Here’s a nice illustration of how Palestinian democracy works:
“The moderate Palestinian Authority president [Mahmoud Abbas] publicly warned Hamas militants on Monday that he has the authority to bring down their month-old government, and told them it was high time they recognized Israel…
“The constitution gives me clear and definite authority to remove a government from power, but I don’t want to use this authority. Everyone should know that by law this power is in my hands,” Abbas said.
How does the law work?
“Under Palestinian law, if Abbas dissolves the government, he would ask someone else to try to form a Cabinet, which would need approval from the legislature. Since Hamas controls the legislature, it’s unlikely he could do this.
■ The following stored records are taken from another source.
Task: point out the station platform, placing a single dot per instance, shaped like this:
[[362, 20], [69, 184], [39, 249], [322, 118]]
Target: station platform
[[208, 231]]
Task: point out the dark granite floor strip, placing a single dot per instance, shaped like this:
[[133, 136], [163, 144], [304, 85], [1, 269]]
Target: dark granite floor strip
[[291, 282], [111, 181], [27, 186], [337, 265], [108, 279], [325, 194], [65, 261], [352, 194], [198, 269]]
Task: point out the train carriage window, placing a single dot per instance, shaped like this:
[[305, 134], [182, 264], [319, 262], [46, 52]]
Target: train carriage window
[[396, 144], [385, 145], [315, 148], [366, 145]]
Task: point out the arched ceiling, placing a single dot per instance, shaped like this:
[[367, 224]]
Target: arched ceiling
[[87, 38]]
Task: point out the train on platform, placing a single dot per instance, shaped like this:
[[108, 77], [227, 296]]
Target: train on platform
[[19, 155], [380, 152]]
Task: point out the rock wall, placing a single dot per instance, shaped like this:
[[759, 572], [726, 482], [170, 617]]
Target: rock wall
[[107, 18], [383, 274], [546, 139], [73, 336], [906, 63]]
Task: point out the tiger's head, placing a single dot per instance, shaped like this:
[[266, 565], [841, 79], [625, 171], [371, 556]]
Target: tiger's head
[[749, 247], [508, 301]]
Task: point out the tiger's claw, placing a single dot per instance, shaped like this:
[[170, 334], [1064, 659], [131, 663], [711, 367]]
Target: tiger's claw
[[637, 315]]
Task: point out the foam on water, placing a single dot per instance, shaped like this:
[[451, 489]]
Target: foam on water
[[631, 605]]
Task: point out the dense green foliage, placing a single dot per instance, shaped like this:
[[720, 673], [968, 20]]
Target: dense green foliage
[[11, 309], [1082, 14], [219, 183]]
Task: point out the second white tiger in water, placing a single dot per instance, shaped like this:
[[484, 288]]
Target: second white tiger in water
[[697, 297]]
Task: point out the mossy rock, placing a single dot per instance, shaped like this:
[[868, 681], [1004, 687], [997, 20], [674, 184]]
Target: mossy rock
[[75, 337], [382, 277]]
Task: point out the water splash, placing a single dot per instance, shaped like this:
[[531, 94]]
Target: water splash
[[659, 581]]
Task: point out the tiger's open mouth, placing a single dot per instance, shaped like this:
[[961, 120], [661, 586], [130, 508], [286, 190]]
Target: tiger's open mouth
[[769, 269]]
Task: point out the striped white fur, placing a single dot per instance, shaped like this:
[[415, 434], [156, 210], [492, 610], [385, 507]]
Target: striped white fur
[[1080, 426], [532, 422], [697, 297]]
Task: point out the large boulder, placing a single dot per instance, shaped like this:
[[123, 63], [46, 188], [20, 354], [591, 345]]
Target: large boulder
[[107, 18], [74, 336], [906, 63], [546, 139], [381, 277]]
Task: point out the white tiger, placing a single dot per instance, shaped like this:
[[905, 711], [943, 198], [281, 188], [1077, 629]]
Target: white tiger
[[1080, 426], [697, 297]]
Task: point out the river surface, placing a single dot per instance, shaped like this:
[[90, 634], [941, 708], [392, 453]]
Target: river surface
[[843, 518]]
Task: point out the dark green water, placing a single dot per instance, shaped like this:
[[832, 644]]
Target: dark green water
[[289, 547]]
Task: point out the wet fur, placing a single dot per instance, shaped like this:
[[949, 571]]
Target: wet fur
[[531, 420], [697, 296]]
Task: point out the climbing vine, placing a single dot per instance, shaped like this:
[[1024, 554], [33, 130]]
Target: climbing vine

Once Abbas determines there is a stalemate, he has the authority to order new elections.”
And the response from Hamas?
“The senior Hamas official, who spoke on condition of anonymity because he was not authorized to speak to the media, said the group would “not leave in silence” and threatened to stop recognizing a truce with Israel that Abbas brokered in February 2005.”
The Hamas official said:
“Being ousted from power will have a heavy price for everyone. We hope not to reach that point… We will go, but we will not recognize the Palestinian political regime… We will not participate in any new election and we will go underground as we did before and we will not adhere to any commitments, any truce, by anyone…We expect from President Abbas to protect his government and not to make such declarations.”
So, if Hamas doesn’t opt for peace, Abbas will dissolve the parliament, call for new elections, and Hamas will revert to.. what exactly? A terrorist organization? Isn’t that what they are now, a terrorist organization, albeit one with a majority of seats in the Palestinian parliament? So, instead of publicly cheering on terrorism against Israel and the West, Hamas would privately cheer on terrorism against Israel and the West.
And that’s how Palestinian democracy works right now. Gives you a lot of hope for the future, doesn’t it?